Las huellas aborígenes más evidentes y menos conscientes las tenemos todo el tiempo a la vista en el omnipresente bohío (la casa del campesino cubano) o en la boca: nombres de animales, plantas y lugares (empezando por Cuba y Habana), y ¡cómo no! el tabaco, que el colonizador aprendió a fumar antes, incluso, de expoliar al primer taíno.

 

Lo demás es literatura

Las formas de la literatura cubana corresponden a las de la tradición occidental: los géneros y subgéneros, las grandes líneas temáticas, las estructuras, el aparato tropológico y la mayoría de las referencias nos llegaron con la literatura española, francesa y, más tardíamente, norteamericana. La impronta de lo africano en nuestra literatura es mucho más difícil de percibir. Si diversas culturas subsaharianas fecundaron nuestra música y danza con una potencia que no necesita abogado, en literatura ni siquiera la narrativa afrocubana logró fecundar con sus asuntos un sector importante de nuestra ficción. Fuera de los límites de las religiones afrocubanas, los patakines (híbrido de cuento, leyenda, mito y fábula) solo salieron de la confidencialidad que les confiere su función ritual gracias al empecinamiento de antropólogos y escritores, en su mayoría blancos, como Fernando Ortiz o Lydia Cabrera.

Como huella formal afrocubana no se destaca otra cosa que el “poema-son”, inventado por Nicolás Guillén en 1929-30, quien lo abandona al adentrarse en la poesía social. Los demás poetas “negristas” lograron menor trascendencia y la cuestión de la sustancia y la identidad negras terminó por no registrarse más que en el plano ideo-temático; pero aún así de manera marginal.

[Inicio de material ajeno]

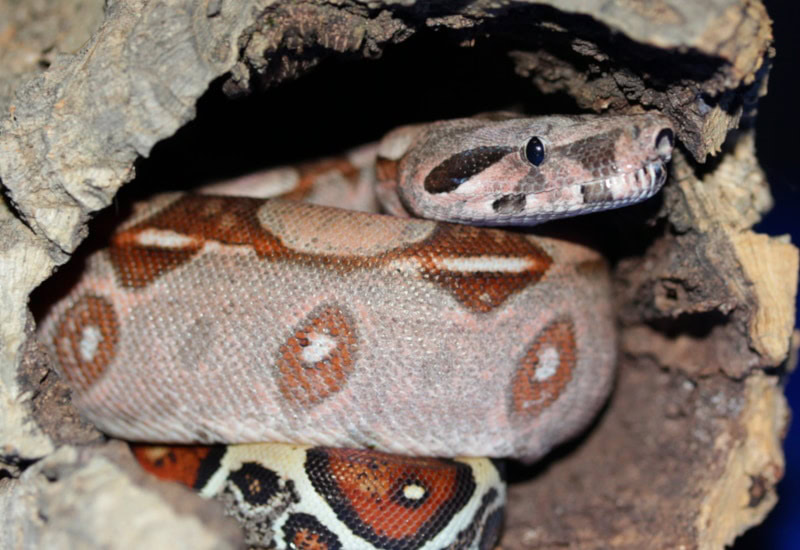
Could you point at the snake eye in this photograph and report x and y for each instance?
(534, 151)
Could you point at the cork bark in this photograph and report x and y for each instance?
(686, 453)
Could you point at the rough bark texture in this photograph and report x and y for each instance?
(686, 454)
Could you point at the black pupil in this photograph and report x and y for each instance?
(534, 151)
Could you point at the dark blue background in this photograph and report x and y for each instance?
(778, 144)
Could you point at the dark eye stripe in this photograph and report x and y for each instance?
(460, 167)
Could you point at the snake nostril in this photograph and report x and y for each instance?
(665, 140)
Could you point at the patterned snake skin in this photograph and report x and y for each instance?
(361, 344)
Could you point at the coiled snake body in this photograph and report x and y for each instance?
(361, 343)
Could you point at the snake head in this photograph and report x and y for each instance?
(503, 169)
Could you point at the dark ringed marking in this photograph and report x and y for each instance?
(545, 370)
(86, 338)
(510, 204)
(257, 484)
(315, 361)
(360, 485)
(491, 530)
(457, 169)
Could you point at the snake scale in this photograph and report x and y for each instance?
(358, 344)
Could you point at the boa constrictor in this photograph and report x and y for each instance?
(362, 343)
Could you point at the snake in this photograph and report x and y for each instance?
(344, 379)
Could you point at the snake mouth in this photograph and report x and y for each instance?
(624, 189)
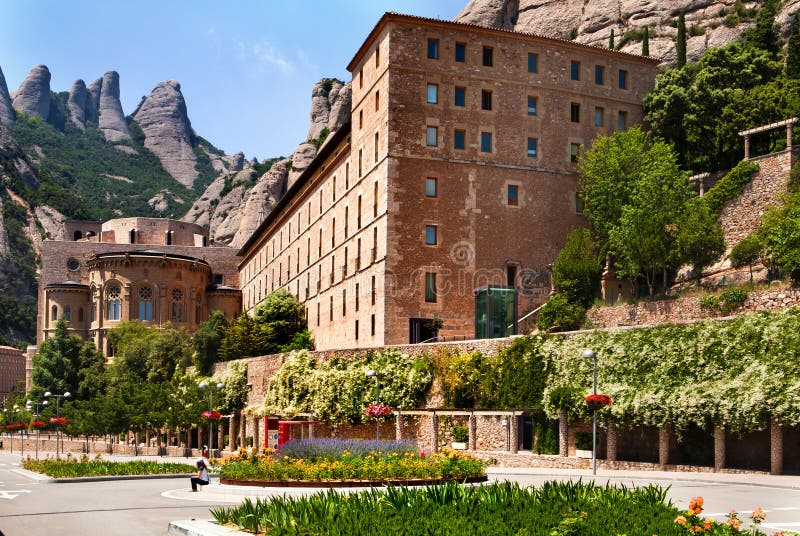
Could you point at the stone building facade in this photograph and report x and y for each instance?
(156, 270)
(456, 172)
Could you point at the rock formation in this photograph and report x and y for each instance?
(77, 103)
(33, 95)
(111, 118)
(168, 132)
(7, 117)
(593, 21)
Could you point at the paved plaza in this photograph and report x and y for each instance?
(32, 506)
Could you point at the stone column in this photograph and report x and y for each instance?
(435, 432)
(256, 434)
(776, 446)
(719, 448)
(398, 426)
(473, 429)
(513, 435)
(232, 432)
(563, 439)
(611, 442)
(663, 445)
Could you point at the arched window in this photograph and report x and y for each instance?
(114, 303)
(177, 305)
(146, 304)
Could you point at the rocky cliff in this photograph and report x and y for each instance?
(710, 23)
(164, 121)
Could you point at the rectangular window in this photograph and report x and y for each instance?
(513, 195)
(488, 56)
(430, 288)
(533, 63)
(575, 112)
(598, 116)
(532, 105)
(461, 52)
(599, 72)
(431, 136)
(459, 139)
(533, 147)
(486, 100)
(430, 235)
(431, 186)
(486, 142)
(460, 97)
(433, 93)
(433, 49)
(574, 151)
(575, 70)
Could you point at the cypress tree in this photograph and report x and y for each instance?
(793, 49)
(680, 43)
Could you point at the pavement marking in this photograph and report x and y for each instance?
(12, 494)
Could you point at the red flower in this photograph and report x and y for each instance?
(377, 411)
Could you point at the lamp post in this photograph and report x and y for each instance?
(58, 398)
(590, 354)
(37, 408)
(373, 374)
(210, 386)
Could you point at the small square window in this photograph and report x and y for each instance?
(486, 142)
(431, 186)
(488, 56)
(433, 93)
(460, 139)
(533, 147)
(532, 105)
(430, 288)
(431, 137)
(574, 151)
(461, 52)
(513, 195)
(433, 49)
(430, 235)
(486, 100)
(575, 70)
(575, 112)
(460, 97)
(533, 63)
(599, 71)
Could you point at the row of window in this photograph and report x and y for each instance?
(487, 60)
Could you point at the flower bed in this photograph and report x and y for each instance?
(555, 508)
(84, 467)
(328, 462)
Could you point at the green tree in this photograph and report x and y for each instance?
(207, 342)
(576, 272)
(680, 42)
(793, 48)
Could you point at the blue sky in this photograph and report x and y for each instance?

En realidad el único subgénero específico de la literatura cubana es la décima criolla, descendiente directa de la estrofa clásica española. Posee una sólida tradición escrita, que remonda a mediados del siglo xix (con todo un monumento: Rumores del Hórmigo, de José Cristóbal Nápoles Fajardo “El Cucalambé”), pero también una extendida práctica oral entre el campesinado, que lo declina en populares duelos oratorios y en una variante musical de la que la internacionalmente conocida Guajira Guantanamera es un buen ejemplo.

Personalmente, no veo qué antecedentes africanos pudieron combinarse –en condiciones de relativa igualdad– con la base hispánica para engendrar, ya a principios del siglo xix, la literatura cubana. Los primeros escritores cubanos dignos de tal nombre y apellido se alimentaron abundantemente de tradición española y se inscriben totalmente en su lengua, jamás cuestionada.